Developer: Minor Key Games
Released: 6 May 2012
How do I win the Game?
You begin in a room. “You Have to Start the Game” is the caption you read at the bottom, which changes in each room
You’ll find a lot of scattered collectibles, separated by high walls or a wide pit of water. To get to these places, you must find upgrades, usually hidden near “bosses” who shoot bullets in a fixed way and cannot be hurt.
Is It Worth Winning?
You Have to Win the Game is more of a casual Metroidvania than the challenging trials of the indie games it’s inspired by. Though checkpoints and hazards are abundant, you respawn in less than a second if you get hurt. As such, the game isn’t too long with most rooms only being mildly challenging. You can always make it stressfully difficult through Playable Cat mode (9 lives before game over), YOLO mode (no deaths allowed) and play the Extra Spicy campaign. As such, you can consider the game to be a more accessible and easier brand of VVVVVV. The game is short, with playtimes averaging between an hour and two even for completionists. You might feel stuck and forced to double-check everywhere you’ve been as there’s no map, but once you do find an upgrade it feels exciting going to new places.
The magic word and symbol puzzle is probably bound to stump many players though, as it requires applying a function that the game never even remotely hints at. I wouldn’t blame you if you looked up a guide. In fact, I figured out the solution whilst writing this article!
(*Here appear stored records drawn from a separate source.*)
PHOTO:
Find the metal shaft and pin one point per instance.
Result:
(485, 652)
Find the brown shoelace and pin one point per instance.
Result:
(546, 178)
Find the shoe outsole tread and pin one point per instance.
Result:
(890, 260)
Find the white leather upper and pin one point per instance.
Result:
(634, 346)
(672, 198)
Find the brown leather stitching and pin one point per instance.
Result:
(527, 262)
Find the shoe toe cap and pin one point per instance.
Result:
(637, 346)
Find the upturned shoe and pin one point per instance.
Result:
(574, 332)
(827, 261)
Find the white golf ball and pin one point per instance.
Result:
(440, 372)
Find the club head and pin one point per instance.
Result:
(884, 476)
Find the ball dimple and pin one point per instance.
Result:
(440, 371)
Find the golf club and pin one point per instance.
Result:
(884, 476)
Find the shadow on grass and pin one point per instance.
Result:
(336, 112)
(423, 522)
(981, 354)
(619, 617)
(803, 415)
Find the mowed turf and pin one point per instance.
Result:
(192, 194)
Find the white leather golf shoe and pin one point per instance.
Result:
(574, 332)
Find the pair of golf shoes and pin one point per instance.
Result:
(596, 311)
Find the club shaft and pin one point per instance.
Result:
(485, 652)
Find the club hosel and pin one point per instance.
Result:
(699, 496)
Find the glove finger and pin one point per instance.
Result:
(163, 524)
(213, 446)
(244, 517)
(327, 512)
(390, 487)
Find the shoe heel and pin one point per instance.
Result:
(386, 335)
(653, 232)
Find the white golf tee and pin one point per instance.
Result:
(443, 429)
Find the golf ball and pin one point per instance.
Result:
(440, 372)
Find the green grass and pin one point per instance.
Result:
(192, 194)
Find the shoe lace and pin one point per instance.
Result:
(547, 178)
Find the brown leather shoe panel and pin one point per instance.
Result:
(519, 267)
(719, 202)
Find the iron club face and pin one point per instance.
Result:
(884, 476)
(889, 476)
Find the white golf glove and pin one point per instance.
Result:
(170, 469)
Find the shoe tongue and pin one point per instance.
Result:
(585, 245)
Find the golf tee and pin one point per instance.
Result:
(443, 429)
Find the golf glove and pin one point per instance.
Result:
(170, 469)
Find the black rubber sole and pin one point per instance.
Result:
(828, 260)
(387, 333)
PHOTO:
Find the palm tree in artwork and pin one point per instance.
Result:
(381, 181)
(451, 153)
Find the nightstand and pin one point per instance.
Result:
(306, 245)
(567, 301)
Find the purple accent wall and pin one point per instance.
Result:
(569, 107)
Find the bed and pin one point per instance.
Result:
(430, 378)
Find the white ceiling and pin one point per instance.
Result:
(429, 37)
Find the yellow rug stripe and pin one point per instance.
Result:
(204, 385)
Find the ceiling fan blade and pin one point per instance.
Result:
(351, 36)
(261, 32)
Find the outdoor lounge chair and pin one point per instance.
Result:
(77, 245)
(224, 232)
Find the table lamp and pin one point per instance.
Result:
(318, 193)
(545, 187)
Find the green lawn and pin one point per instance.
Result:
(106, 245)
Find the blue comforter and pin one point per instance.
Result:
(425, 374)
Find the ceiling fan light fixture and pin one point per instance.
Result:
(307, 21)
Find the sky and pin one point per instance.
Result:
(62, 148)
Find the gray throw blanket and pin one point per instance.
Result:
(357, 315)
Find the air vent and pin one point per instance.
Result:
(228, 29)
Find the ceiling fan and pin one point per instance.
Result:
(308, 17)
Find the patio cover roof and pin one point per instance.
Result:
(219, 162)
You Have to Win the Game is Minor Key Games’ first rodeo at developing and releasing a game, and a successful one at that. It manages to capture the quiet and mysterious feeling of text-based games with modern indie games, all with utilization of VGA-style graphics that fit quite well in the era of the Commodores and Amigas.
If you have an hour or two to pop, you’ve got nothing to lose by playing this free game. And if you liked it enough, you could play its sequel, Super Win the Game!